I like the basic premise of what Groupon offers - it gives merchants a low-risk, theoretically high-volume means of acquiring new customers. Better still, it's a clearly measurable way of acquiring those customers. I also like the company's strong position in mobile, with roughly one-third of the company's transactions already occurring that way.

But while the service that Groupon offers may be necessary, that doesn't make it easy. Facebook, Yelp (NYSE:YELP), and OpenTable (Nasdaq:OPEN) have already backed away, and bears seem convinced that the market is there for the taking by Google (Nasdaq:GOOG) and Amazon (Nasdaq:AMZN). To that end, decelerating billing and revenue growth and lower margins don't offer a strong counterargument.

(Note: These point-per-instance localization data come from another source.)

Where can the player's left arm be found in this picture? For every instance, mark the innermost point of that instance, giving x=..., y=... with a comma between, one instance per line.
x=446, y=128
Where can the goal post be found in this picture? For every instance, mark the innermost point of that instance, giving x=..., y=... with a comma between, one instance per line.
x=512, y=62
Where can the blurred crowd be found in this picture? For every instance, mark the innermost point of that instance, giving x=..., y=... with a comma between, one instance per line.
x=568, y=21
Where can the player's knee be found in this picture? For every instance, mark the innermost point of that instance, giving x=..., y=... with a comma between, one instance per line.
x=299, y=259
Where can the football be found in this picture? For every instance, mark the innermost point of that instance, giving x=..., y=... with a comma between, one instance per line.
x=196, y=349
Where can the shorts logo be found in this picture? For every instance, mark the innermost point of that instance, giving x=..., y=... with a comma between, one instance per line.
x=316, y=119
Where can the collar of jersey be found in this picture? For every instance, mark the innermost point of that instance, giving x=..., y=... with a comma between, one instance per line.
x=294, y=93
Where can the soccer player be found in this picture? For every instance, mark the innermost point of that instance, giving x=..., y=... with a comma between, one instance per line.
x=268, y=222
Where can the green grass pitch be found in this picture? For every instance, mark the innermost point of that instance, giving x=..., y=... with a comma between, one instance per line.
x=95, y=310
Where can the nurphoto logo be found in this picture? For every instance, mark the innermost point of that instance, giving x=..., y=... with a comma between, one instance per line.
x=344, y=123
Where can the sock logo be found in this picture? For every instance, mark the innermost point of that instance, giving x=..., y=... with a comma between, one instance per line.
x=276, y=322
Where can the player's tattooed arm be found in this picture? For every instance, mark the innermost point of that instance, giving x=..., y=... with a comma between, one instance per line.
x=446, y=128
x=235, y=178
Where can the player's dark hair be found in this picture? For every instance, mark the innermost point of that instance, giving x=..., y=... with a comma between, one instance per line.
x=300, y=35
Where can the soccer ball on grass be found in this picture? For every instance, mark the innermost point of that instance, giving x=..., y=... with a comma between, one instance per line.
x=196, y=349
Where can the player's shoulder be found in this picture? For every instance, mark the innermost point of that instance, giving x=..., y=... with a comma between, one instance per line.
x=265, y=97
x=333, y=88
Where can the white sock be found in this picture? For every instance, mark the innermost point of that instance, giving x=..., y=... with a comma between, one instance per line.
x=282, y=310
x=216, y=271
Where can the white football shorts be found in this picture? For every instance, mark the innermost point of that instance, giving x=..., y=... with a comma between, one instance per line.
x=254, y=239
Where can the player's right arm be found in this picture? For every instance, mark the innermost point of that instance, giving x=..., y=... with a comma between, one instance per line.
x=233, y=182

There are going to be some familiar bear themes repeated around Groupon. Can the company maintain adequate merchant satisfaction (perhaps already an issue in Europe)? Is the business model sustainable, and/or will the company ever be able to lower its marketing spend and leverage its margins? Will LivingSocial beat them at their own game?

The Bottom Line
I went into this expecting not to like Groupon and to find very little (or nothing) of substance to the model. I was surprised, though, to see just how much skepticism surrounds this name. I can understand the long-term margin worries, and I do share them, but I think the opportunity in customer acquisition is both real and large.

SEE: 5 Must-Have Metrics For Value Investors

You can get a double-digit fair value target on Groupon with a low-teens forward free cash flow growth estimate, which is quite a bit less than investors assume for the much-larger Amazon. There's certainly the risk that competition smothers Groupon's ability to grow its revenue and/or improve its margins, but it's pretty clear to me that today's valuation doesn't assume all that much future success for Groupon and patient bulls may get the last laugh here.

At the time of writing, Stephen D. Simpson did not own shares in any of the companies mentioned in this article.